The effects are immediately apparent; it is a useful workout for amateur actors, everyday public speakers, such as teachers, or perhaps parents who simply want to roar at their children with a bit more effectiveness.

It is not about being simply loud, though. “What you are looking at, is for the voice to be flexible and responsive. It’s quite easy for anyone to be loud; it’s much harder for them to be heard,” says Ainsworth.

“It is to do with developing the voice, opening up its potential, and that includes direction, articulation, general dynamics and energy.” As you would expect, her own accent is gorgeous; dark and throaty, with the kind of cadences that make people go weak at the knees. She acted early in her career and did some directing before settling on vocal coaching.

Has technology (or microphones specifically) eroded the need for strong voice projection? She is politely appalled by the question. “No, there are no microphones. Except maybe if someone is speaking off-stage, but there is absolutely no need in a space this size. You want the live voice in all its glory.”

Most people might be a little shocked at this; the Abbey Theatre has 628 seats and, especially when viewed from the stage, it can feel cavernous. But the room’s acoustics, which got a heavy working over when the theatre was upgraded in 2007, help the voice to travel up to the back row, with plenty of work from the actors, and more than a little help from Ainsworth.

Ainsworth’s work has extended beyond the stage, and she has also worked with people who wish to, as she diplomatically puts it, “soften their regional accents”.

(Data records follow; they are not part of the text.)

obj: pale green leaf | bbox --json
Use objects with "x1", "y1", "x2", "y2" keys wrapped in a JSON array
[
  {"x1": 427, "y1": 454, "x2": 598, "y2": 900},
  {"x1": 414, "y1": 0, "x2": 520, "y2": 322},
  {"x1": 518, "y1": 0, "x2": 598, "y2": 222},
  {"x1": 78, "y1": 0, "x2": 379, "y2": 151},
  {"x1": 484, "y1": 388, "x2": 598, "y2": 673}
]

“Yes, there are people who for professional reasons want to modify their voice. There is a lot of attitude and prejudice to regional accents and sounds.” There isn’t time for much individual focus in these workshops, and, coming from Dundalk (the Paris of the northeast), I don’t think Ainsworth could really hammer my flat brogue into something sonorous. So does she have a preference, when it comes to Ireland’s linguistic diversity? “My favourite accent, I think, [would be from/ Cork or Donegal. Some accents have an extraordinary amount of tune in the voice, when you analyse it.”

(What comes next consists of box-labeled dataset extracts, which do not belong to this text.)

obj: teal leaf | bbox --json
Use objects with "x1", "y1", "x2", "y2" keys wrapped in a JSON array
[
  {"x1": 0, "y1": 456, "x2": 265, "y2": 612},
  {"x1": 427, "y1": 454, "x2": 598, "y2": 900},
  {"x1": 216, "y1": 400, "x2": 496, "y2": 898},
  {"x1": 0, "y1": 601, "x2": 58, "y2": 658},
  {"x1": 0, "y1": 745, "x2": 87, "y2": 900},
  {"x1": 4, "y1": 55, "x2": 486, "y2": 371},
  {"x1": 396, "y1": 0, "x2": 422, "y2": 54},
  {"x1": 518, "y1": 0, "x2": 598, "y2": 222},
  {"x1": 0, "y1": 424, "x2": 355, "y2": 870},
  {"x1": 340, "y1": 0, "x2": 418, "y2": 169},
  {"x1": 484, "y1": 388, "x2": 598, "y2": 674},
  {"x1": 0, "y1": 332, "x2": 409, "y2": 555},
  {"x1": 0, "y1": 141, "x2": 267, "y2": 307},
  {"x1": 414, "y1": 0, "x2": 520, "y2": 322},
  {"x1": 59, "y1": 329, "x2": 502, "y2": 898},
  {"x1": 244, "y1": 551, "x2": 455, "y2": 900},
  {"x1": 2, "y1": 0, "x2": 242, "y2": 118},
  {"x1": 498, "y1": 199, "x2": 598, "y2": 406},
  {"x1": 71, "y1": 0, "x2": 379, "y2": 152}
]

The workshop is in two parts; the first involves the physical aspects of making yourself heard, and the second is an analysis of a few passages from Translations.It’s a privilege to climb on to the Abbey stage and root around on the set; at any moment, we’re expecting security to escort us off the premises.

Ainsworth has selected a passage from a scene in which Maire despairs at the relentless pessimism of the locals, who are eagerly on the lookout for the first signs of potato blight. It ends with her raging: “Honest to God, some of you people aren’t happy unless you’re miserable and you won’t be right content until you’re dead!”

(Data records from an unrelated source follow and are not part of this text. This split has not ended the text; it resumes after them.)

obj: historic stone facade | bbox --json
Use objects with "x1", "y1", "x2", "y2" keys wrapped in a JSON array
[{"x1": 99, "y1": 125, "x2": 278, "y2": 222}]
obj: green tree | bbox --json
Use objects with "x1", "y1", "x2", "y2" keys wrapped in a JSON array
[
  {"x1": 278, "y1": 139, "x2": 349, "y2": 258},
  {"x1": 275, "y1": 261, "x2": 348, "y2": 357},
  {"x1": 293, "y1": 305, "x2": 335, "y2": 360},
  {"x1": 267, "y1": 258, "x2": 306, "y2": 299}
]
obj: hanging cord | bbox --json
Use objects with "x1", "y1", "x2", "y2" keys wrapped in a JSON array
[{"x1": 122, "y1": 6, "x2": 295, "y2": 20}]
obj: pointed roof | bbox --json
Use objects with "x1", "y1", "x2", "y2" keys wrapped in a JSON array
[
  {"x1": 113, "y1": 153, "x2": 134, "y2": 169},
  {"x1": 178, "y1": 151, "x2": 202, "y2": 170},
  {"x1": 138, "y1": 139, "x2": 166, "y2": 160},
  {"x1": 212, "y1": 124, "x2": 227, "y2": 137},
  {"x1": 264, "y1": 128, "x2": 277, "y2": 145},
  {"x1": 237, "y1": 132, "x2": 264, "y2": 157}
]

The group reads it back in a circle, relaying the script at each punctuation stop. It makes you aware of the rhythm of the sentence, how its internal beat is crucial to the delivery of a line; and it makes you appreciate just how hard good playwrights work at perfecting these lines, moving words, shaving syllables, adding a verb here, tinkering with a beat there, until the script cranks into life and purrs along with its own internal logic, fuelled by a fine actor’s combustible emotion and delivery.

This tinkering of the script has no end point; one Abbey insider tells me that even now, 31 years after finishing the play, Friel was still making suggestions for this current production.

The group then works on a scene where the English military engineers are introduced to the locals for the first time, and they attempt to explain the job in hand, which is a comprehensive survey of the land that will include Anglicising the area’s place-names. Ainsworth makes the group mime some of the passages, replacing the script with nonsense, but still trying to convey its inherent meaning. It’s a neat, revealing exercise – and it’s tons of fun.

Later, after lunch in the bar, we watch the show (€45 gets you the workshop, lunch and a matinee ticket). The actors’ delivery for these scenes is completely different to how our group handled it in our ad-hoc rehearsal.

With all due respect to the group, I think the professional cast might just have the edge on us.